MyRecordLoader.perform_later(
  some_data_source,
  method(:process_data),
  method(:handle_failure)
)

That's not terrible, at least on the calling side, but it seems clunky, and I can't help but suspect there's a common pattern for this that I'm just not finding. And I'm somewhat concerned that, as a Ruby/Rails novice, I'm just bending ActiveJob to do something it was never meant to do in the first place. All the ActiveJob examples I'm finding are 'fire and forget' -- asynchronously "returning" a result doesn't seem to be an ActiveJob use case.

Also, it's not clear to me that this will work at all in the case of a back-end like Resque that runs the jobs in a separate process.

What's "the Ruby way" to do this?


Update: As hinted at by dre-hh, ActiveJob turned out not to be the right tool here. It was also unreliable, and overcomplicated for the situation. I switched to Concurrent Ruby instead, which fits the use case better, and which, since the tasks are mostly IO-bound, is fast enough even on MRI, despite the GIL.

Update (2023-04-19): For what it's worth to anyone else running across this question, I ran into similar requirements in a situation where I needed long-running background jobs that could pick up again after a server redeploy or similar, and since we were using PostgreSQL as our database back end, I was able to achieve this with ActiveJob+GoodJob's batch support.


Solution

  • ActiveJob is not an async Library like a future or promise.

    It is just an interface for performing tasks in a background. The current thread/process receives no result of this operation.

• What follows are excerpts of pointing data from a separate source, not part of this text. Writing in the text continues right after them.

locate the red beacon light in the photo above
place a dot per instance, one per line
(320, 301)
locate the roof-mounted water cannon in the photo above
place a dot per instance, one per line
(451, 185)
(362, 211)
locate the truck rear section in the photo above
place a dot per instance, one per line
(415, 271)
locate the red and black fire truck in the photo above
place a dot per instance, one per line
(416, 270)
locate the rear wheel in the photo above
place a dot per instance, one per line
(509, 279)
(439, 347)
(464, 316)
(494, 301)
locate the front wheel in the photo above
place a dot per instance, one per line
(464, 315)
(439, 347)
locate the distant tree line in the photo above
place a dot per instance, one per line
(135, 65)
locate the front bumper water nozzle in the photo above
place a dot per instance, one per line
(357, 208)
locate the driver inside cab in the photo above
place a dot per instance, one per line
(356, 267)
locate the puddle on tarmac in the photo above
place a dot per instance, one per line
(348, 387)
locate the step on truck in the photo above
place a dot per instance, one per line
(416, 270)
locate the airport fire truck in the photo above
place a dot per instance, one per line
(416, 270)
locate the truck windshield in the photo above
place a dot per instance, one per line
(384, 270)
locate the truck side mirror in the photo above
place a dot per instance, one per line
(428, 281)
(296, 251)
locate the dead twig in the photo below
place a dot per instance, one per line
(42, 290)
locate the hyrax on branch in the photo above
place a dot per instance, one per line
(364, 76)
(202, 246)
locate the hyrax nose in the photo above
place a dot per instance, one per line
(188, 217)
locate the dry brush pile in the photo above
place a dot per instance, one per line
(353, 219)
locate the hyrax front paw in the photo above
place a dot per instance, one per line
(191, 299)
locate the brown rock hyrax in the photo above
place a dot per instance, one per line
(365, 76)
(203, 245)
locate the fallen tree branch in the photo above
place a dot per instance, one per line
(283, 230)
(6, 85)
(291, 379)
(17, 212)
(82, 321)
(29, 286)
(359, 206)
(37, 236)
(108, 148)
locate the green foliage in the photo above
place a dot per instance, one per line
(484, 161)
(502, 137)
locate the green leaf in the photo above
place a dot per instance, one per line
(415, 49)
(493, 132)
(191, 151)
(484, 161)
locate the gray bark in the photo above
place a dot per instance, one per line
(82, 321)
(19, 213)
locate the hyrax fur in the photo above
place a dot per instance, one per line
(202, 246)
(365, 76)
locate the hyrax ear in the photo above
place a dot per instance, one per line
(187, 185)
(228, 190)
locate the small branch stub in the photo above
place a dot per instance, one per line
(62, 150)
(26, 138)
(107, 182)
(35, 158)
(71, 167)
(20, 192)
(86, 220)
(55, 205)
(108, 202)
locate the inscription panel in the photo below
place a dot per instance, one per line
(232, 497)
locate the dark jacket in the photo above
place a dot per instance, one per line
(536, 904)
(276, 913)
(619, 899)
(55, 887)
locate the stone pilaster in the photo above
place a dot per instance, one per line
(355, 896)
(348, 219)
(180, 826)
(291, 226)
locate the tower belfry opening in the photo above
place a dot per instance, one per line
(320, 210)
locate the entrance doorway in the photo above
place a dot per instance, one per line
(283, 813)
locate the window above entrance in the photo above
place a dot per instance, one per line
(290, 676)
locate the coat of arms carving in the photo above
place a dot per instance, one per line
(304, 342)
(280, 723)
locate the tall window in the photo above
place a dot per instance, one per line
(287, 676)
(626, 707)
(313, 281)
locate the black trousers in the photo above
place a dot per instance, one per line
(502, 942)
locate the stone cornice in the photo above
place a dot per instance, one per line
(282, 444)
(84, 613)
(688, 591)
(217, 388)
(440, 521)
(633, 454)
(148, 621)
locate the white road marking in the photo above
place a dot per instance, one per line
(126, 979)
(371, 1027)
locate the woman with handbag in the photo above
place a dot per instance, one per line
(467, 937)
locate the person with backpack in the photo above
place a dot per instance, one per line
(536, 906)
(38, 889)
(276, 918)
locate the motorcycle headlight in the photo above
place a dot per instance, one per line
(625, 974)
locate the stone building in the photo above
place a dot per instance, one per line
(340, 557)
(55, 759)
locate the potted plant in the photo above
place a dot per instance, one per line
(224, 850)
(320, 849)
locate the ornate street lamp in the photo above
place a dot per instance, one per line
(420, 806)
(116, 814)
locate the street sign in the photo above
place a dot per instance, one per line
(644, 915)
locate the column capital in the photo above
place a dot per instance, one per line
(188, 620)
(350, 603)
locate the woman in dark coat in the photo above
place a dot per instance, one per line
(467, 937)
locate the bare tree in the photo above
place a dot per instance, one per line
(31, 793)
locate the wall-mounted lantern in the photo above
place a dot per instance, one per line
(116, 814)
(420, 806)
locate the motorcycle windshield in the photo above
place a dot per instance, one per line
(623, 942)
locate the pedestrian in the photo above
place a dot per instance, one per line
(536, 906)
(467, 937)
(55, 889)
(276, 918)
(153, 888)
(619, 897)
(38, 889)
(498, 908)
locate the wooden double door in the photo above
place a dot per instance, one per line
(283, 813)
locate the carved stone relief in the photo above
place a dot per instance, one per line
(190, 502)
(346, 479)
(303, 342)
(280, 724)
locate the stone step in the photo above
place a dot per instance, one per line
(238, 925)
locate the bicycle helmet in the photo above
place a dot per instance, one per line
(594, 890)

    For example when using Sidekiq as ActiveJob queue, it will serialize the parameters of the perform method into the redis store. Another daemon process running within the context of your rails app will be watching the redis queue and instantiate your worker with the serialized data.

    So passing callbacks might be alright, however why having them as methods on another class. Passing callbacks would make sense if those are dynamic (changing on different invocation). However as you have them implemented on the calling class, consider just moving those methods into your job worker class.